A slender aluminum stick with a gumball-sized whisk, sturdy bamboo cutting boards, and a quick-heating double boiler ... admittedly, these beloved tools were all impulse buys, though each quickly earned its place in my kitchen. But with each step in local stores such as Lit or the Williams-Sonoma outlet, I'm faced with a (usually shiny and chromed) decision: Buy it or leave with nothing but dreams of what might have been.
This ongoing dilemma got me thinking about what professional chefs would include on their own lists of favorite items. Perhaps I could de-clutter my own crowded kitchen while procuring a few of the tools they use every day. I might even deem my kitchen drawers and cabinets fully stocked and complete.

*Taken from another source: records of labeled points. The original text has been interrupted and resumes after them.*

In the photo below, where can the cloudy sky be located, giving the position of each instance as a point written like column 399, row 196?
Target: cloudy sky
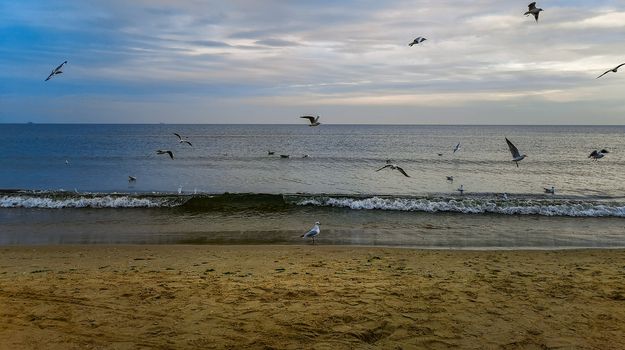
column 270, row 61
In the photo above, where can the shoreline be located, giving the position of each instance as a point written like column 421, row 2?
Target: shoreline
column 266, row 296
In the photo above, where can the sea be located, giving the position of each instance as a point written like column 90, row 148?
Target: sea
column 69, row 184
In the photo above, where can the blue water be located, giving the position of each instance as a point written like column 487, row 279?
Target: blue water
column 342, row 159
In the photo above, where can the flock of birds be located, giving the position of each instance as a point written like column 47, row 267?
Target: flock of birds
column 314, row 121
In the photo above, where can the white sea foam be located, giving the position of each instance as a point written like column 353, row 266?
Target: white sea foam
column 52, row 202
column 474, row 206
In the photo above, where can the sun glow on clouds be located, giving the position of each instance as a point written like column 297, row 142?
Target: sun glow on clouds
column 276, row 56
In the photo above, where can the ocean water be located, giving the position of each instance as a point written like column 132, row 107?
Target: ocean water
column 69, row 184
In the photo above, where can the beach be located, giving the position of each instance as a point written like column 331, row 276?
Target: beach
column 320, row 297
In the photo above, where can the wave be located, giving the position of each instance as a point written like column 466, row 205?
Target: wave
column 478, row 204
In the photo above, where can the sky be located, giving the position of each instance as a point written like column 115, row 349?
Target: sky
column 270, row 61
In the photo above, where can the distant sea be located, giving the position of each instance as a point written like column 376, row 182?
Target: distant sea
column 59, row 180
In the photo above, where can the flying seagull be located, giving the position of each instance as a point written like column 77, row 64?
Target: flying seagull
column 181, row 140
column 598, row 154
column 56, row 71
column 393, row 167
column 417, row 41
column 533, row 10
column 456, row 147
column 164, row 151
column 313, row 232
column 615, row 69
column 516, row 156
column 314, row 121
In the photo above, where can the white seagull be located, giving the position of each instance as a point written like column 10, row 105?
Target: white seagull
column 417, row 41
column 456, row 147
column 516, row 156
column 164, row 151
column 56, row 71
column 389, row 164
column 533, row 10
column 313, row 232
column 181, row 140
column 614, row 70
column 314, row 121
column 598, row 154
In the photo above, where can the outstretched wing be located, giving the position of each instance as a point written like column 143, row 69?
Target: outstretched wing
column 402, row 171
column 513, row 149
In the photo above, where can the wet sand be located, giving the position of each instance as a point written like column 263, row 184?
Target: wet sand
column 321, row 297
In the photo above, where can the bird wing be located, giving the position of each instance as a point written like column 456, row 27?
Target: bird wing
column 402, row 171
column 309, row 117
column 513, row 149
column 606, row 72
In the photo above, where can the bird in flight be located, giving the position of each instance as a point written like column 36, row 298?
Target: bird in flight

Not surprisingly, every chef I spoke to recommended that anyone who's serious about cooking must have a good sharp knife. This often-overlooked first step is key, according to Bryant Terry, native Memphian and author of Grub and Vegan Soul Kitchen. "I have two chef's knives: an 8-inch Japanese chef's knife and an 8-inch French chef's knife," he says. "I learned a long time ago that knives don't cut people. Dull knives cut people, mostly because they don't slice cleanly through food." He also suggests that home cooks "invest in a steel for daily sharpening and a stone for honing the blade when it gets dull."
John Bragg, chef/owner of Circa in downtown Memphis, agrees: "It doesn't matter what kind [of knife it is] as long as it feels comfortable and is razor-sharp."
Bragg also likes using a microplane grater for a variety of ingredients, such as hard cheeses, nutmeg, citrus zest, and unpeeled frozen ginger root. He advises having a thin, black, nonstick iron skillet (sans Teflon) on hand for searing meats and fish and making omelets and crepes. A chinois fine strainer, he says, "gives sauces a refined look, takes the lumps out of custard, and doubles as a sifter." Lastly, he has an affinity for the Silpat, a silicone nonstick baking-sheet liner, a must-have for durability and ease in dealing with sticky things like cookies, breads, and biscuits.
Blenders, whether a hand blender or the upright model, are also a chef favorite. These save room and may be used more often than a food processor, the absence of which will encourage us all to practice our knife skills.
Under those knives needs to be the right kind of cutting board. Terry keeps three: a thick wooden cutting board for vegetables; a smaller wooden cutting board for fruits; and a black plastic cutting board for seafood. Cross-contamination and transferal of flavors may result if cooks rely on only one cutting board for all foods. He adds, "Remember to 'season' your wooden cutting boards with oil after washing to prevent them from drying out and buckling."
Terry also sings the praises of two items that seem fairly innocuous but are excellent secret weapons: a salad spinner and a pepper mill. According to Terry, "A good-quality salad spinner is indispensable. If you don't dry your salad greens adequately after washing them, the clinging water will prevent the dressing from coating the leaves, and the flavor will be diluted."
Terry likes the flavor of freshly ground pepper and believes it makes a big difference in a finished dish. "Buying whole peppercorns and grinding them just before adding to a dish will ensure that you have the strongest flavors," he says. "Make sure you add pepper right at the end of cooking since it loses its flavor and aroma if cooked for too long."
Ken Lumpkin, chef/owner of Umai in Midtown, also includes many of the items mentioned by Terry and Bragg on his list of kitchen favorites — that perfect chef's knife, cutting boards (he prefers wood), and a cast-iron French skillet. Lumpkin also has a medium stainless-steel two-quart saucepan and a strainer/colander in regular rotation. For Asian dishes, Lumpkin uses a rice cooker, which doubles as a vegetable steamer, and a bamboo roller for sushi.
Many of the items Lumpkin mentions do double-duty, a bonus in any tight kitchen and a lesson that we all could take to heart when selecting our own new kitchen toys. He explains, "When I go shopping, I look for things that have multiple uses. Traditionally, Asian households did not have much room in the kitchen, and there was usually just one way to heat things." This less-is-more sensibility makes for a pared-down kitchen minus the frustration level inherent in super-crammed shelves and drawers.
All of this good advice led me to a revelation: So many of the things that these chefs find essential are plain, workaday items, not too expensive but nevertheless important.
As I scour the shops for my next killer tool, I know I'll still be attracted to madeline pans and tiny mise en place bowls, but I am determined to mend my ways. Now's a great time to go beyond buying impulsively in order to do something that's more beneficial in the long run: buying smart.